Rock Slope Stability Prediction: A Review of Machine Learning Techniques

Rock slope stability is a pivotal concern in geotechnical engineering, essential for mitigating risks associated with landslides and slope failures. In recent years, there has been a significant shift towards integrating machine learning (ML) techniques alongside traditional methods for enhanced analysis. Traditional Methods such as the limit equilibrium method, finite element method, and finite difference method have long served as the foundation for slope stability analysis. These methods, while well-established, face challenges in addressing the complexity of heterogeneous geological conditions and dynamic environmental factors. Furthermore, empirical systems like rock mass rating and geological strength index are often limited by subjective parameter selection, reducing their predictive reliability. Machine Learning Approaches have shown great promise in overcoming some of these limitations. ML techniques, such as convolutional neural networks, support vector machines, gradient boosting machine, Bayesian networks, random forests, and hybrid models like particle swarm optimization-artificial neural networks, can analyze large, complex datasets more efficiently. These models have been demonstrated to outperform traditional methods by incorporating real-time data, seismic activity, and environmental variability, thus enabling dynamic and real-time assessments.
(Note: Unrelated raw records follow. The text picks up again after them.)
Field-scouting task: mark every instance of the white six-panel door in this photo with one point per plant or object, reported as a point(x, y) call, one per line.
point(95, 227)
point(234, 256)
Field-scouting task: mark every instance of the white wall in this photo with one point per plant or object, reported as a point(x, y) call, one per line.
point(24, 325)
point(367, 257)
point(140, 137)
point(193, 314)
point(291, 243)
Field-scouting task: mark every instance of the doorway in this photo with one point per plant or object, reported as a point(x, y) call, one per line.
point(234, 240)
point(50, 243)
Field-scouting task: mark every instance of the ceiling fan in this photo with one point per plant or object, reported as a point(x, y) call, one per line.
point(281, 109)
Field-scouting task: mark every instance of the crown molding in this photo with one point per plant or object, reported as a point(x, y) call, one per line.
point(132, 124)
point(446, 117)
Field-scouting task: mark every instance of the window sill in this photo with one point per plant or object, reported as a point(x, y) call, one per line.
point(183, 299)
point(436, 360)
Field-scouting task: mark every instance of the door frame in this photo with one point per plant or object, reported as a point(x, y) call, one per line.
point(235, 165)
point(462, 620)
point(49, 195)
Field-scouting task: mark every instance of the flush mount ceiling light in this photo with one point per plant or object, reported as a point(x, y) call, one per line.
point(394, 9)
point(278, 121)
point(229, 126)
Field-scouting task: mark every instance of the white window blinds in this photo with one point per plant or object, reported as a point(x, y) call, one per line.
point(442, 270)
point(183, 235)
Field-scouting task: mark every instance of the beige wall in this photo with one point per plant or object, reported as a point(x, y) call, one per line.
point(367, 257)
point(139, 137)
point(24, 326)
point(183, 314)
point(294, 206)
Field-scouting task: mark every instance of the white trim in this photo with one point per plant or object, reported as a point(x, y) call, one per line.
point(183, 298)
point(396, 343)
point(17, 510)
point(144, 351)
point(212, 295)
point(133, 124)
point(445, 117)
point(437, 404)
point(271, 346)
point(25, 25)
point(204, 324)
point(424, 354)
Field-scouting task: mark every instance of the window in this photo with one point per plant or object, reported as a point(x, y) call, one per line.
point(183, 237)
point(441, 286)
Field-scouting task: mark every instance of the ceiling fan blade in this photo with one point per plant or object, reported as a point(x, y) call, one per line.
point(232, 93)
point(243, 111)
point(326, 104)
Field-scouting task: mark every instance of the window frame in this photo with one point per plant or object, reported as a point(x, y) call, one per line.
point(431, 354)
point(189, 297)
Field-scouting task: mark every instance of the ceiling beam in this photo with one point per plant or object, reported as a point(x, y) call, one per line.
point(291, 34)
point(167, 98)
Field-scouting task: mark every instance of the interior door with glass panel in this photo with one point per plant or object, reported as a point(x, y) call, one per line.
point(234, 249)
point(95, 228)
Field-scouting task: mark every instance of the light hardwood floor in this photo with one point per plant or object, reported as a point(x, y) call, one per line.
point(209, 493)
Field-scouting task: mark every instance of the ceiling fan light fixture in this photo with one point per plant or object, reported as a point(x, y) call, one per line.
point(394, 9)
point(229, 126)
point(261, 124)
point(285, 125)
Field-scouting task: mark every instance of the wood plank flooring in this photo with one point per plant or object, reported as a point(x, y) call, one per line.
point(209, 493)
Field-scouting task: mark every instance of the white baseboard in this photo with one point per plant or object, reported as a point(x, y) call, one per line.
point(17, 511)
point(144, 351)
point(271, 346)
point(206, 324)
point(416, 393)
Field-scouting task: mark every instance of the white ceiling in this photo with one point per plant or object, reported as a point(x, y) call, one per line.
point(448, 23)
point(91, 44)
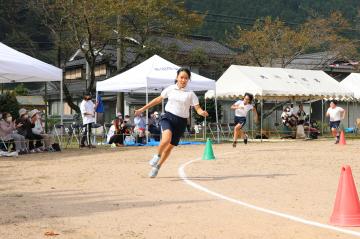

ML models have been shown to improve predictive accuracy for heterogeneous rock masses, facilitating better-informed decision-making in slope stability management and improving safety outcomes. This review presents a comprehensive comparison of various ML techniques, offering guidance on the selection of the most appropriate models based on specific geological conditions while highlighting their advantages. Additionally, the review highlights limitations of current ML models, reviewing real world applications and their results, which may help readers to suggest future research directions, focusing on advanced data processing methods to unlock their full potential in geotechnical engineering. This includes addressing data quality, generalization across diverse geological terrains, and computational complexity.